Perhaps unwilling to take no for an answer, President Barack Obama reportedly may circumvent the Senate confirmation process altogether by appointing Cordray during recess. This would undermine the collaboration needed to fix our economy and modernize the financial system. It would also take away the only real check Congress has over the bureau’s enormous power — the confirmation of its director. And an unreformed, unaccountable CFPB would threaten our recovery at the worst possible time.
We should root out the predatory lending, financial scams and fraud that poison a competitive marketplace and harm consumers and legitimate businesses.
But what’s also important — to economic growth and job creation and to borrowers and businesses acting in good faith — is the availability of credit and capital.

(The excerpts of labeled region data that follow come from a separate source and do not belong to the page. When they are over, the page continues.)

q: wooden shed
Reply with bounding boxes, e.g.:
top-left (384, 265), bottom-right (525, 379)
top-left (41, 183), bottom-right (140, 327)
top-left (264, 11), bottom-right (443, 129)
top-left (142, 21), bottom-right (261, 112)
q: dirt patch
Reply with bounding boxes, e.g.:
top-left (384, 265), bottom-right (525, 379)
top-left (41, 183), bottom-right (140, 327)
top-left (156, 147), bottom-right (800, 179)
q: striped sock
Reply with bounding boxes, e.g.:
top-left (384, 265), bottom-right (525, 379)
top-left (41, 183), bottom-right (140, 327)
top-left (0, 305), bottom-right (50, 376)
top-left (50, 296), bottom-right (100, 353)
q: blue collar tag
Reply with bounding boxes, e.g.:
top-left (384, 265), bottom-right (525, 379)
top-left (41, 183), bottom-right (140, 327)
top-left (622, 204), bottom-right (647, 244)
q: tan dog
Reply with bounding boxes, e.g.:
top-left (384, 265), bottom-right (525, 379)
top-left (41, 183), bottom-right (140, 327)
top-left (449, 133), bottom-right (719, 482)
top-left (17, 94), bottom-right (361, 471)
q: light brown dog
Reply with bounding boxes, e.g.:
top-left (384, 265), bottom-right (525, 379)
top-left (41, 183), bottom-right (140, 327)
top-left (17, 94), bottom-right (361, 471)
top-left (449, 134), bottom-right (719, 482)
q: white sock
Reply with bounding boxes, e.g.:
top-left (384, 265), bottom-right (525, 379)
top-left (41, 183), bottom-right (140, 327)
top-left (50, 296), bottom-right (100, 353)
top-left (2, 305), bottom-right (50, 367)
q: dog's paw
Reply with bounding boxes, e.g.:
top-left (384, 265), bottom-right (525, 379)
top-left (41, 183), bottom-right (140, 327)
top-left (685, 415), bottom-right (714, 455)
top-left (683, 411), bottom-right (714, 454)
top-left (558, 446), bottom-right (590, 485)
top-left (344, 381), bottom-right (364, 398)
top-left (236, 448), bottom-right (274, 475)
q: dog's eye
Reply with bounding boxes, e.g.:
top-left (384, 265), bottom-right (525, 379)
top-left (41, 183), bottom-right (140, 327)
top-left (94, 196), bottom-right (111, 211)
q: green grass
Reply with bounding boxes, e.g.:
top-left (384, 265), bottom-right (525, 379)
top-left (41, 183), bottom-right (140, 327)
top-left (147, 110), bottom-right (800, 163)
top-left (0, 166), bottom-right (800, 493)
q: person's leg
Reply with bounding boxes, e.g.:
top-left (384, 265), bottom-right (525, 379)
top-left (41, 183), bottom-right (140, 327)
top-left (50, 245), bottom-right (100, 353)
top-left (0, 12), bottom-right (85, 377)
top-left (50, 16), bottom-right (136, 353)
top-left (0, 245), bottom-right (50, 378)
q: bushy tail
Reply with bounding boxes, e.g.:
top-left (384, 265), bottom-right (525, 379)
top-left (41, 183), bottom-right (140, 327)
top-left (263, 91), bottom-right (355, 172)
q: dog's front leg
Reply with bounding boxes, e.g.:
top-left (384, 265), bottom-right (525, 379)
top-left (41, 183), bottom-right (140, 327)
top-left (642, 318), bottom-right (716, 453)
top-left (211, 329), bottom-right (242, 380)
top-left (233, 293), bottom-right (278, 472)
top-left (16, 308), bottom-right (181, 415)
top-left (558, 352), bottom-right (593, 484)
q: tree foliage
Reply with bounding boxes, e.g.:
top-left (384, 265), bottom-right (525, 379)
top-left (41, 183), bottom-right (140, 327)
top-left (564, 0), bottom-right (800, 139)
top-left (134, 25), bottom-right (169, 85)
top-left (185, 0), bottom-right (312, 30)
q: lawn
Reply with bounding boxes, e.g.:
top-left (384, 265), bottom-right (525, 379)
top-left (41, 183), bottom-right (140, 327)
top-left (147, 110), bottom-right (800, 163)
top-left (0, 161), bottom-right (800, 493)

The current structure of the CFPB will breed uncertainty, restrict credit and stifle innovation when we need it most.
The fixes are obvious and necessary. First, the CFPB is exempt from nearly all the checks and balances that keep other independent regulatory bodies, such as the Consumer Product Safety Commission, transparent and accountable. The CFPB is led by a single, powerful director — the agency’s only Senate-approved position. Its top post carries a five-year term, and the director can’t be fired, even by the president, outside of extraordinary circumstances. The CFPB’s power should be decentralized through a bipartisan panel of commissioners, ensuring balanced debate and a diversity of viewpoints.
Second, that powerful director controls an annual budget exceeding $500 million. Neither Congress nor the administration has any say on how that money is spent. This needs to change. The CFPB’s budget must be submitted to Congress to ensure oversight of the agency’s spending and policy priorities.
Third, the CFPB has been empowered to ban or change financial services or products without sufficient coordination with federal banking regulators. That means so-called consumer protections could come at the cost of financial institutions’ stability. And if banks are pushed into failure by new rules, the collateral damage will hit consumers. There must be a meaningful safety and soundness check that will factor in the impact of the CFPB’s rules.
Until those fundamental flaws are fixed, the president should stand down.
— Tom Donohue is president and CEO of the U.S. Chamber of Commerce.